Selon le professeur, les services du Trésor n’utilisent pas toutes les données à leur disposition. A commencer par celles de l’Insee. L’institut de statistiques produit chaque trimestre des comptes nationaux de branches tirés des relevés mensuels de TVA transmis par les entreprises à… la Direction Générale des Finances Publiques (DGFiP). Dans un rapport publié en juillet dernier sur les prévisions de recettes des prélèvements obligatoires, l’Inspection Générale des Finances mettait d’ailleurs en lumière la nécessité de recourir à ces données pour affiner les prévisions.
Reste que la tâche n’est pas facile, reconnaît Laurent Bach.

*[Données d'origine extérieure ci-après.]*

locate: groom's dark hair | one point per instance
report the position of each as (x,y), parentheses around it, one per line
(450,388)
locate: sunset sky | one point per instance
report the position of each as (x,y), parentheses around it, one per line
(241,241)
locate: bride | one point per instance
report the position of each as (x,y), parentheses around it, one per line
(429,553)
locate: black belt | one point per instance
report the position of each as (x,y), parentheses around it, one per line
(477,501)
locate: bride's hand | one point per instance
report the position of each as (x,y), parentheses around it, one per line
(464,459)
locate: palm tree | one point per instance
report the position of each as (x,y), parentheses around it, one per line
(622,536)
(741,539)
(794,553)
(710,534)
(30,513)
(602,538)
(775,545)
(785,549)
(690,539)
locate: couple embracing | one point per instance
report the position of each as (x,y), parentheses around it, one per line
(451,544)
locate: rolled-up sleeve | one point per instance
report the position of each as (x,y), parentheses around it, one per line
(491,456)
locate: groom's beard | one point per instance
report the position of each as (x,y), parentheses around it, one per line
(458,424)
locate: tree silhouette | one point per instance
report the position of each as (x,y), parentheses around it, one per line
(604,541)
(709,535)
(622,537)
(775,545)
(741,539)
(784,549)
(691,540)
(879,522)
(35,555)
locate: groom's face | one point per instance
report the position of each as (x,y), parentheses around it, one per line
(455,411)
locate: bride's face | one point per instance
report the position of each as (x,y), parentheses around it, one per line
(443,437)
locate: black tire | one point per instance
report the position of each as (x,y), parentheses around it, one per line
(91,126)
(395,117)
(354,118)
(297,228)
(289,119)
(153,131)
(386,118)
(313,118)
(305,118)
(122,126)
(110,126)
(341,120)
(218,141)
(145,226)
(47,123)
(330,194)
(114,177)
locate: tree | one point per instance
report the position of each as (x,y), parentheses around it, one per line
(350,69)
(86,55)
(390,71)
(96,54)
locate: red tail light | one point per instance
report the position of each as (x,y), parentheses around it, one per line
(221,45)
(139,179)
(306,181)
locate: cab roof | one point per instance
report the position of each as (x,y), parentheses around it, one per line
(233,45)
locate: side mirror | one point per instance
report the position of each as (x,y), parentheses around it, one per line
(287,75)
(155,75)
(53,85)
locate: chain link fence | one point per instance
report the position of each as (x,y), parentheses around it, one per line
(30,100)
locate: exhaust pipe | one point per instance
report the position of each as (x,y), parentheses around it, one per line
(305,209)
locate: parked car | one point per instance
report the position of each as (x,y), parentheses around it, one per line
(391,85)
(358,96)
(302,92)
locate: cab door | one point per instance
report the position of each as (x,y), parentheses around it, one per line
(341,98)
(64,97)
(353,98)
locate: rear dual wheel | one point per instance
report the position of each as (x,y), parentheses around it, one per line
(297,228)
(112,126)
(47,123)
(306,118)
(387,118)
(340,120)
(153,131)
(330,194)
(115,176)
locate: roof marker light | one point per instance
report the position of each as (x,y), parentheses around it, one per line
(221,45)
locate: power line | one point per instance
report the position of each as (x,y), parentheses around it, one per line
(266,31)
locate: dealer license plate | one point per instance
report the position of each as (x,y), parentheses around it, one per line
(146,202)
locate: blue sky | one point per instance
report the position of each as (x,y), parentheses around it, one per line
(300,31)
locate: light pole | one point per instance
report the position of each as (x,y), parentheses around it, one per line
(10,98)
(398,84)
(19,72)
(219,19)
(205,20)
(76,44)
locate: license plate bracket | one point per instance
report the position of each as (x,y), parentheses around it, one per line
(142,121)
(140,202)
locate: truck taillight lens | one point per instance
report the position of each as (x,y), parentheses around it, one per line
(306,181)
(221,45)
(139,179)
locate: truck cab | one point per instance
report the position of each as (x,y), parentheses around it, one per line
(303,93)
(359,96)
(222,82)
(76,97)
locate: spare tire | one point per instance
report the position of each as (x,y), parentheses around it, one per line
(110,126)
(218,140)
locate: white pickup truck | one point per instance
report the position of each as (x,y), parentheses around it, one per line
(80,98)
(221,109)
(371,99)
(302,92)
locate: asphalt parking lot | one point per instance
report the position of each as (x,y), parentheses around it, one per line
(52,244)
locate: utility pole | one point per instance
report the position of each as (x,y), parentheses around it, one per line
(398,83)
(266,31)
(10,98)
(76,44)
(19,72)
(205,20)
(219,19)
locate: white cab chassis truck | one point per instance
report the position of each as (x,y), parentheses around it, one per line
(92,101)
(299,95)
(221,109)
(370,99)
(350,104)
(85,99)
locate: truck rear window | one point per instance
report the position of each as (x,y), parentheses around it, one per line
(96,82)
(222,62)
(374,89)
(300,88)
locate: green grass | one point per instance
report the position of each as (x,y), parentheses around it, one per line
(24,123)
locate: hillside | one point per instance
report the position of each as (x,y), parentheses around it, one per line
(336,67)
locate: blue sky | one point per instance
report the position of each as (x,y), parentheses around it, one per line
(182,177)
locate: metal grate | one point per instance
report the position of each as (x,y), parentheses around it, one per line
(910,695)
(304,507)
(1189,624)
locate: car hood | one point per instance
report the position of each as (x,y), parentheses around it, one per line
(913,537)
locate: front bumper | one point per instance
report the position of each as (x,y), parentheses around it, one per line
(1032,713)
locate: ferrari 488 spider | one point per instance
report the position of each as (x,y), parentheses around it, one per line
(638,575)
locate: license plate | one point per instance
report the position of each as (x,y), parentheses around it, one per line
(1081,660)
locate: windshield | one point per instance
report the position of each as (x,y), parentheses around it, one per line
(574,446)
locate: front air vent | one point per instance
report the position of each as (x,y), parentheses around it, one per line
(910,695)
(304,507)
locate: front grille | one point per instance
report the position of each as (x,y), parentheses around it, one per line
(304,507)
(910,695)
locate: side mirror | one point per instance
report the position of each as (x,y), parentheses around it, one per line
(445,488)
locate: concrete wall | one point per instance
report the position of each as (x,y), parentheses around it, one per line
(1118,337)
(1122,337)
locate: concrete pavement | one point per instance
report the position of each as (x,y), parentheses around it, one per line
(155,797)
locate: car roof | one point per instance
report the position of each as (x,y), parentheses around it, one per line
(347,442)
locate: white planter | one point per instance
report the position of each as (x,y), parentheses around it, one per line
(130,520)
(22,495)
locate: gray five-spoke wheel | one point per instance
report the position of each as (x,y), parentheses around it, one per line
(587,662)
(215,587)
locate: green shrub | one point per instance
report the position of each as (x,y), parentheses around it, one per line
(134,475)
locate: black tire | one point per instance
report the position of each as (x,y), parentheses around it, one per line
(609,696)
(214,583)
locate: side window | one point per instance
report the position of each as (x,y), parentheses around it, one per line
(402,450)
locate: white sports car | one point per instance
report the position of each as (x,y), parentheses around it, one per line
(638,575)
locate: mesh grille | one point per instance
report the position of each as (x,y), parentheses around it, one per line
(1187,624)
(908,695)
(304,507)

Lui-même s’est essayé à l’exercice au moment des débats autour de la taxe sur les superprofits. “Je préfère être modeste. A l’IPP, on avait tenté de faire une prévision des recettes potentielles, en utilisant les données que j’évoque. Et on s’était bien trompé ! Il faut apprivoiser les données et les confronter, cela peut prendre du temps. On n’a pas encore l’expertise suffisante pour savoir quelle est la bonne manière de les utiliser, il y a un vrai travail intellectuel à faire.” Il appelle aussi les services de l’Etat à se montrer plus stricts avec les entreprises qui ne rencontrent pas de difficultés économiques, mais tardent malgré tout à s’acquitter de l’impôt sur les sociétés. Le comité scientifique, monté par le ministère de l’Economie, sera l’occasion pour lui de mettre le sujet sur la table. “Pour un chercheur, ce type de groupe est très intéressant. Je suis là pour apprendre et découvrir comment les choses sont faites, ce n’est pas toujours clair”. L’occasion pour ces experts de voir la machine Bercy de l’intérieur.